The natural mode of relief from this embarrassment is to appropriate the surplus in the treasury to great national objects, for which a clear warrant can be found in the Constitution. Among these I might mention the extinguishment of the public debt, a reasonable increase of the navy, which is at present inadequate to the protection of our vast tonnage afloat, now greater than that of any other nation, as well as to the defence of our extended seacoast.

It is beyond all question the true principle, that no more revenue ought to be collected from the people than the amount necessary to defray the expenses of a wise, economical, and efficient administration of the government. To reach this point, it was necessary to resort to a modification of the tariff; and this has, I trust, been accomplished in such a manner as to do as little injury as may have been practicable to our domestic manufactures, especially those necessary for the defence of the country. Any discrimination against a particular branch, for the purpose of benefitting favored corporations, individuals, or interests, would have been unjust to the rest of the community, and inconsistent with that spirit of fairness and equality which ought to govern in the adjustment of a revenue tariff.

But the squandering of the public money sinks into comparative insignificance as a temptation to corruption when compared with the squandering of the public lands.

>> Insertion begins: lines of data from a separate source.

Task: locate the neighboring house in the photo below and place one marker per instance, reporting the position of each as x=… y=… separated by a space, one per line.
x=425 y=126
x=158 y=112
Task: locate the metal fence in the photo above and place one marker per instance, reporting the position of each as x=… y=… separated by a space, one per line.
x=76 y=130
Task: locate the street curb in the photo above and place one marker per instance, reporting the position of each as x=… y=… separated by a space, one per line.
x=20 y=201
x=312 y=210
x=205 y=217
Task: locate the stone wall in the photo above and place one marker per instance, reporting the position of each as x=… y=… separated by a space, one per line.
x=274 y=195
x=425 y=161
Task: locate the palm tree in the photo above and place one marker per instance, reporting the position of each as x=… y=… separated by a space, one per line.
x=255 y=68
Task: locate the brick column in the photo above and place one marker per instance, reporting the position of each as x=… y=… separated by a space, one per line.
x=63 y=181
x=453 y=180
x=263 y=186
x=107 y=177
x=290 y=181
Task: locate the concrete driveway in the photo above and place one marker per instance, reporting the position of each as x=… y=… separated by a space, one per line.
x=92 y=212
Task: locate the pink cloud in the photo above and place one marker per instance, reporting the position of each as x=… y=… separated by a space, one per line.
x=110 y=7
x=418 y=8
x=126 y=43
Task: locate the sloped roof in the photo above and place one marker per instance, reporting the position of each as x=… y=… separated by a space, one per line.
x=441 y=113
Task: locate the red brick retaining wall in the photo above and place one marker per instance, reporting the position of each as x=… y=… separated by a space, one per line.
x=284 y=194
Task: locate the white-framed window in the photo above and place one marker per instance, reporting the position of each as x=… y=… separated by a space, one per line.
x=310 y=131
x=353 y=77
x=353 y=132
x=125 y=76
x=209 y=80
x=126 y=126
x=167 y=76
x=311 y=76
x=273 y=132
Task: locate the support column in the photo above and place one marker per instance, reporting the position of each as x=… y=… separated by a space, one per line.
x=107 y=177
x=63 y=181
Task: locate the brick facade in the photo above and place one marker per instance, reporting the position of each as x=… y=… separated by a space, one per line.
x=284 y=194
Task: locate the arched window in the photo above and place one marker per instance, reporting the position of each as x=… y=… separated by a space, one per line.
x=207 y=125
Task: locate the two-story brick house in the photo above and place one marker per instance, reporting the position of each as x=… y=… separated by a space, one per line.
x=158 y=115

No nation in the tide of time has ever been blessed with so rich and noble an inheritance as we enjoy in the public lands. In administering this important trust, whilst it may be wise to grant portions of them for the improvement of the remainder, yet we should never forget that it is our cardinal policy to rescrve these lands, as much as may be, for actual settlers, and this at moderate prices. We shall thus not only best promote the prosperity of the new States and Territories by furnishing them a hardy and independent race of honest and industrious citizens, but shall secure homes for our children and our children's children, as well as for those exiles from foreign shores who may seek in this country to improve their condition, and to enjoy the blessings of civil and religious liberty. Such emigrants have done much to promote the growth and prosperity of the country. They have proved faithful both in peace and in war. After becoming citizens, they are entitled, under the Constitution and laws, to be placed on a perfect equality with nativeborn citizens, and in this character they should ever be kindly recognized.